Portugal foi o único Estado que conseguiu, com o apoio decisivo do Brasil, organizar a CPLP e o Instituto Internacional da Língua Portuguesa, e será imprudente não enfrentar a crise que se adensa na circunstância deste 2019, início de 2020. A explicação teórica então mais invocada foi o lusotropicalismo, devido sobretudo a Gilberto Freyre, com o seu Instituto do Recife. Todavia, os períodos de organização democrática da Europa Ocidental viram agudizar críticas baseadas em afirmado comprometimento de Gilberto com a política portuguesa do chamado Estado Novo, que no Brasil foram acompanhadas no sentido de o acusarem de amenizar, sem critério científico, o colonialismo do passado brasileiro.

Todavia, o seu grande crítico Fernando Cardoso, quando presidente do Brasil, declarou o ano de 2000 como Ano Gilberto Freyre; o ilustre Darcy Ribeiro, marxista ativo e perseguido, também portanto crítico de Gilberto, deixou escrito o seguinte: assim como a Itália seria outra sem Dante, a Espanha seria outra sem Cervantes, Portugal seria outro sem Camões, o Brasil seria outro sem Gilberto. A maneira portuguesa de estar no mundo, que tem de ser recebida sem "benefícios de inventário", está certamente entre as causas deste resultado único no desagregar do império euromundista, e precisa de ser averiguada com rigor, mas sem rejeição. Isso não impede que avultem neste problema os embaraços que sobretudo resultam da desordem mundial em progresso, com a ONU adormecendo durante o meio século da Ordem dos Pactos Militares, mais dificuldades específicas dos países em que se dividiu o Terceiro Mundo libertado.

Entre tais dificuldades, relevam as seguintes: enquanto o Ocidente, responsável pela Carta da ONU, aderiu a um conceito geral de Estados democráticos, a herança das antigas colónias foi a do governo extrativo, com fronteiras desenhadas em geral por acordo ou desacordo dos colonizadores, invocando não o valor Estado-Nação, mas sim o valor nativo que se traduziu no grito - deixem passar o meu povo.
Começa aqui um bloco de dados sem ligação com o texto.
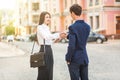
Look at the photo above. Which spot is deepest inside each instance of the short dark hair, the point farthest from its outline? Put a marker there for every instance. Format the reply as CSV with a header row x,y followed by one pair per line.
x,y
42,17
77,9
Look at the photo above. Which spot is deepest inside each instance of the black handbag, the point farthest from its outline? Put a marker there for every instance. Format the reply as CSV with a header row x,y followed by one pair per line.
x,y
37,59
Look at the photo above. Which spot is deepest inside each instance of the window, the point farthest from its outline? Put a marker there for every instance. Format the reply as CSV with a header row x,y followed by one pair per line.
x,y
35,6
96,2
35,18
97,22
117,0
118,22
91,21
75,1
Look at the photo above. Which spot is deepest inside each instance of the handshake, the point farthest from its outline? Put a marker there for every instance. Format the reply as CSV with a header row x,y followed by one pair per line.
x,y
62,36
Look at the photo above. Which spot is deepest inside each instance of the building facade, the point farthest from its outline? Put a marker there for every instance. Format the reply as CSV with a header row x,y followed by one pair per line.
x,y
102,15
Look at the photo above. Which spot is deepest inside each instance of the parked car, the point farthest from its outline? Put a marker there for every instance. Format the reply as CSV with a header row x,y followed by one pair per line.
x,y
93,37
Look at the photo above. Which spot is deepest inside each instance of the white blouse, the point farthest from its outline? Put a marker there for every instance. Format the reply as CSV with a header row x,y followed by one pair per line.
x,y
43,32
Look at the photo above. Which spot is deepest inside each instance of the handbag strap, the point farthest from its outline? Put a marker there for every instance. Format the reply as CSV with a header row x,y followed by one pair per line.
x,y
34,45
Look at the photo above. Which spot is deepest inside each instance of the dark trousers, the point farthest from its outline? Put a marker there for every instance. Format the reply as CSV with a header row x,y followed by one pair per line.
x,y
46,73
78,72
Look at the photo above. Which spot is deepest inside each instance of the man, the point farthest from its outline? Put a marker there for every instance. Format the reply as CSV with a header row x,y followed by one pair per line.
x,y
76,57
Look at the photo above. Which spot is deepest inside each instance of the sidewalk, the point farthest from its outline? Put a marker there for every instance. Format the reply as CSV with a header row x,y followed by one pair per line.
x,y
7,50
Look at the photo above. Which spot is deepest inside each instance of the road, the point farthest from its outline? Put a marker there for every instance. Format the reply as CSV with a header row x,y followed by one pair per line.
x,y
104,62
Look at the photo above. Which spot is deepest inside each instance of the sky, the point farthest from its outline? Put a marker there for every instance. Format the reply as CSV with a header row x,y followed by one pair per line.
x,y
7,4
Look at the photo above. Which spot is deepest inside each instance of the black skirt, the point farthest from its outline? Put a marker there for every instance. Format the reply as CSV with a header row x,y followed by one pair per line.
x,y
46,73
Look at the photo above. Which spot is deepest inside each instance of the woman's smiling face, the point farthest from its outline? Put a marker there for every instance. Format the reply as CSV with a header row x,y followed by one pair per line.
x,y
47,19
Infelizmente, o modelo Estado extrativo é o que mais se destaca. O enfraquecimento da solidariedade atlântica, com a política errática da presidência americana, e, no que nos respeita, a inquieta situação do Brasil fizeram que as famosas previsões do abade Correia da Serra, ao escrever ao seu amigo Jefferson, considerando que os EUA seriam os orientadores do norte do continente e o Brasil a referência do sul, estejam em suspenso.

A União Europeia, sem conceito estratégico, está enfraquecida pela relação dos eleitorados com a governança, atingida pela crise económica e financeira, de facto dividida entre uma Europa pobre (Chipre, Grécia, Itália, Espanha, Portugal), que é praticamente o antigo Império Romano, e a Europa rica do norte em relação a esse sul pobre; acresce o Brexit do Reino Unido e o facto de, pela primeira vez na história da humanidade, estar nas mãos de governantes inquietantes o poder de destruir a própria terra, bastando pensar na organização da Coreia do Norte e na fragilização da solidariedade atlântica.

Por tudo, a questão do lusotropicalismo é, sobretudo, a de aceitar que cada membro dessa união tem de responder às suas exigências específicas, mas sem perder a voz portuguesa de todos, acreditando que, repetidamente, o poder da voz é capaz de vencer a voz dos poderes. Sobretudo dos que imaginam poder agir solitários.